A will is a legal document that puts across a person’s wishes on how they would want their property distributed and how care should be accorded to minor children upon their death. It can also spell out conditions on how the wealth or property should be spent. It is meant to guide your heirs on how they will gather your property and spend as little time as possible in the process of determining how they should share it among themselves. The main reason for drawing wills is to create clarity on how the estate will be shared and thus avoiding disagreements among the heirs of the will.
Wills can be legally contested for several reasons. The process of contesting a will is done through the court system and you must get the correct information before starting the process. Of importance is that the law allows the contestation of a will through The Inheritance Act which details the persons who have the authority to contest a will and those who cannot. It outlines the persons who are legally allowed to contest a will.
The following persons can contest a will;
• Direct family members, such as children or grandchildren.
• The deceased’s spouse. It does not matter whether they were married or divorced at the time of death and it works so long as they were once married.
• A person named as a beneficiary in a previous will.
• A person who was receiving financial support from the deceased at the time of his death
• A creditor owed money by the deceased at the point of death.
• A person who can prove he was promised a share of an item by the deceased.
Any member of the public can contest the legality of a will but only the persons listed above can challenge its composition and how property will be shared out.

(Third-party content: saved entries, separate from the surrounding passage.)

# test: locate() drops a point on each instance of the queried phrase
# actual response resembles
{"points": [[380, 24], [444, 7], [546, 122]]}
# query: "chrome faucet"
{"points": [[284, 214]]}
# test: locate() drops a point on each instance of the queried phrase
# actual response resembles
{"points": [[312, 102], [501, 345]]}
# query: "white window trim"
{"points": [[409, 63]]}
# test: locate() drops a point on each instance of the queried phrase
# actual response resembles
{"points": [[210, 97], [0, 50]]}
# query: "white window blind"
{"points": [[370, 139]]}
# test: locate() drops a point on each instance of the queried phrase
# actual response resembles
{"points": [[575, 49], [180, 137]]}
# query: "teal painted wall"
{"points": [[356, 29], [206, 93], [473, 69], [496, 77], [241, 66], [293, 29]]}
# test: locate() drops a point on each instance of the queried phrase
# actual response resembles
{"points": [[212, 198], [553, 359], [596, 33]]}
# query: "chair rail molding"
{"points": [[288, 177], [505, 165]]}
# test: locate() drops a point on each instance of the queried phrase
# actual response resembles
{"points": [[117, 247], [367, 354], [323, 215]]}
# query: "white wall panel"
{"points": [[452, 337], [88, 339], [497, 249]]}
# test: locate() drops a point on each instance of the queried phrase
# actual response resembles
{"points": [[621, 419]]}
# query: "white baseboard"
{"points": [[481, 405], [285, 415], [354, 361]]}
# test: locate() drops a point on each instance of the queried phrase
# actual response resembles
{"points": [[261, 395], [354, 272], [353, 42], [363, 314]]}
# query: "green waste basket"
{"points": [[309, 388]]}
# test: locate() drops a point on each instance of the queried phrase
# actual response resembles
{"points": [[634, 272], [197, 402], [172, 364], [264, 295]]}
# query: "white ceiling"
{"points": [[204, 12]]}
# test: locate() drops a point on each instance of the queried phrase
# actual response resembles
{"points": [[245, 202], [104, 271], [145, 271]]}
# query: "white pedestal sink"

Of importance, is that the reference to a deceased estate includes all possessions including cash in the bank, property, investments such as shares and bonds, land and movable assets such as vehicles, boats etc.
When a will is contested, the process of sharing out proceeds and any actions pertaining the will are immediately halted. The reason they are halted is because there is a case challenging this process and if the court finds that the case has merit, reversing the actions of dividing property may cause irreversible damage to the persons contesting the will.
Also, once the probate has been halted, there will be enough time to prove the validness of the case before a court of law and possibly convince the court that you deserved more share of the property.
There are several valid reasons for contesting a will;
• If the deceased person was not in their right mind at the point at which they signed the will and were therefore not aware of the contents of the will
• If the will was incorrectly drawn thereby missing vital information such as a valid signature or a witness.
• If there is sufficient evidence to show that the signatures were forged. This has to be proved by a handwriting expert.
• If the beneficiaries feel that they have been left out or they have not been adequately cared for in the will.
Other issues are important to note about contesting a will in the UK such as;
Time-You can only contest a will before the executor starts distributing the deceased’s wealth based on the final will. After this has started, it is extremely difficult to contest the will as you will be time-barred and there could be a possibility that property has been transferred to third parties by the beneficiaries.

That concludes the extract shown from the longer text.